Once those two are addressed, the overall direction looks good to me.

@rejojer
Copy link
Copy Markdown
Member

rejojer commented Apr 24, 2026

Code review

Found 2 issues:

  1. _strip_frontmatter returns lines[i + 1:] without carrying the stripped-line offset forward. _extract_headers then enumerates the trimmed buffer starting at line_num=1, and _build_nodes assigns that to ContentNode.index. So for a file with N lines of frontmatter, every downstream node.index is shifted by N relative to the original file. This is user-visible: pageindex/index/pipeline.py build_tree_from_levels maps node.index to "line_num", and get_md_page_content uses node.index for range-based content lookup — both now return positions in the stripped buffer, not the real file. (The PR author already flagged this same point in an earlier self-review note.)

@staticmethod
def _strip_frontmatter(lines: list[str]) -> tuple[list[str], dict | None]:
"""Strip YAML frontmatter (--- delimited) from the beginning of the file.
Returns the remaining lines and raw frontmatter as metadata.
"""
if not lines or not _FRONTMATTER_FENCE.match(lines[0]):
return lines, None
for i in range(1, len(lines)):
if _FRONTMATTER_FENCE.match(lines[i]):
raw = "\n".join(lines[1:i])
remaining = lines[i + 1:]
return remaining, {"frontmatter": raw}
# No closing fence found — not valid frontmatter, return as-is
return lines, None

Suggested fix: have _strip_frontmatter also return the stripped line count, and add it to each header["line_num"] (or to ContentNode.index) before returning.
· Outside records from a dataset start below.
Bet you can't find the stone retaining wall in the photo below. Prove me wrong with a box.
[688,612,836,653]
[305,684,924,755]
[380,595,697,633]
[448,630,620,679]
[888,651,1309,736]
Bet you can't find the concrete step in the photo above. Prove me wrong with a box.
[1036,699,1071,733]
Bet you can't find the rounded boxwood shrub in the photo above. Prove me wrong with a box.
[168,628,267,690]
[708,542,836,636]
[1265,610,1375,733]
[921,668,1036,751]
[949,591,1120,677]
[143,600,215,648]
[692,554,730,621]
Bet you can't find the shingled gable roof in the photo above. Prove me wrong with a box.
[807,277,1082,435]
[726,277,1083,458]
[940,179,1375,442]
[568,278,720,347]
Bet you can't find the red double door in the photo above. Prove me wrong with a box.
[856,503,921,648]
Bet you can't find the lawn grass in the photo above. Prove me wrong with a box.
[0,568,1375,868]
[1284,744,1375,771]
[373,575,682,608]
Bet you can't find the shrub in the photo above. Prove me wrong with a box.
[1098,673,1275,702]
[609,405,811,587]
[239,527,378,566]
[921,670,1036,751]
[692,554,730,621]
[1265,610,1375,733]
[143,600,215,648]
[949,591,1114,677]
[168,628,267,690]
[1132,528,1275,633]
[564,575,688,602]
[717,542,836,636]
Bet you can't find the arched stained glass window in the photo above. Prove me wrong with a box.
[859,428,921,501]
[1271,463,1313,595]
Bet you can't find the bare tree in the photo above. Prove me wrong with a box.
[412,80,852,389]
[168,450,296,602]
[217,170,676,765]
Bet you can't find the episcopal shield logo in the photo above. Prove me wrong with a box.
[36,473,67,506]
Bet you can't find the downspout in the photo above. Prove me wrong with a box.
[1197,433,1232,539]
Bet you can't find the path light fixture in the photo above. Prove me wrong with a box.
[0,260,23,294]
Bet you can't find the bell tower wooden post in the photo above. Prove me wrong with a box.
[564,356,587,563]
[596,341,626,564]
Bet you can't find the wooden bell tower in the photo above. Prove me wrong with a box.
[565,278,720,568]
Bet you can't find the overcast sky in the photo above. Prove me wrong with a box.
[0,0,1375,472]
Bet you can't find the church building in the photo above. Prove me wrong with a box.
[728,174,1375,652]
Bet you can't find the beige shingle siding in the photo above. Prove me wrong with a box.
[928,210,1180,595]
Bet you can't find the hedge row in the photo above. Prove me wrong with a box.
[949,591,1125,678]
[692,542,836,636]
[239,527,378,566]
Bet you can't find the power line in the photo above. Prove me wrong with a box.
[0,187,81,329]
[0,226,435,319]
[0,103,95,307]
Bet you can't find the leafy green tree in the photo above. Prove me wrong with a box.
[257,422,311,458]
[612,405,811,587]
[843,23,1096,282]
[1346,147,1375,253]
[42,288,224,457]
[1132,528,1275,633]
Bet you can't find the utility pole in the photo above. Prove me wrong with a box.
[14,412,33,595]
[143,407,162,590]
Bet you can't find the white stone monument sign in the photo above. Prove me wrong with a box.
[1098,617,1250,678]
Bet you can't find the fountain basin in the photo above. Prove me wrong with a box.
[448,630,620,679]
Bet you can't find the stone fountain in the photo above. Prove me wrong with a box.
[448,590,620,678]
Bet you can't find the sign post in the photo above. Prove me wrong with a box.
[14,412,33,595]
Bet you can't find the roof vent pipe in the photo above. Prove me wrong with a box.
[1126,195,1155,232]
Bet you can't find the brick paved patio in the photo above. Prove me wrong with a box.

  1. Setext header detection accepts any non-empty, non-fence, non-ATX previous line as a valid title. It does not reject list items (- item, * item, 1. item), blockquotes (> ...), or table rows. Per CommonMark, setext headers require a paragraph preceding the underline. So a list like - item\n---\n will be promoted to an H2 header with title - item, silently reshaping the document tree.

# Setext headers: underline on next line detected by looking back
# We check if *this* line is an underline and the previous line is text
if line_num >= 2:
prev = lines[line_num - 2].strip() # previous line (0-indexed)
if prev and not _FENCE_OPEN.match(prev) and not _ATX_HEADER.match(prev):
if _SETEXT_H1.match(stripped):
headers.append({
"title": prev,
"level": 1,
"line_num": line_num - 1,
})
continue
if _SETEXT_H2.match(stripped):
headers.append({
"title": prev,
"level": 2,
"line_num": line_num - 1,
})
continue

Suggested fix: additionally reject prev lines that start with list markers (-, *, +, <digits>., <digits>)) or blockquote (>), or verify prev looks like a paragraph.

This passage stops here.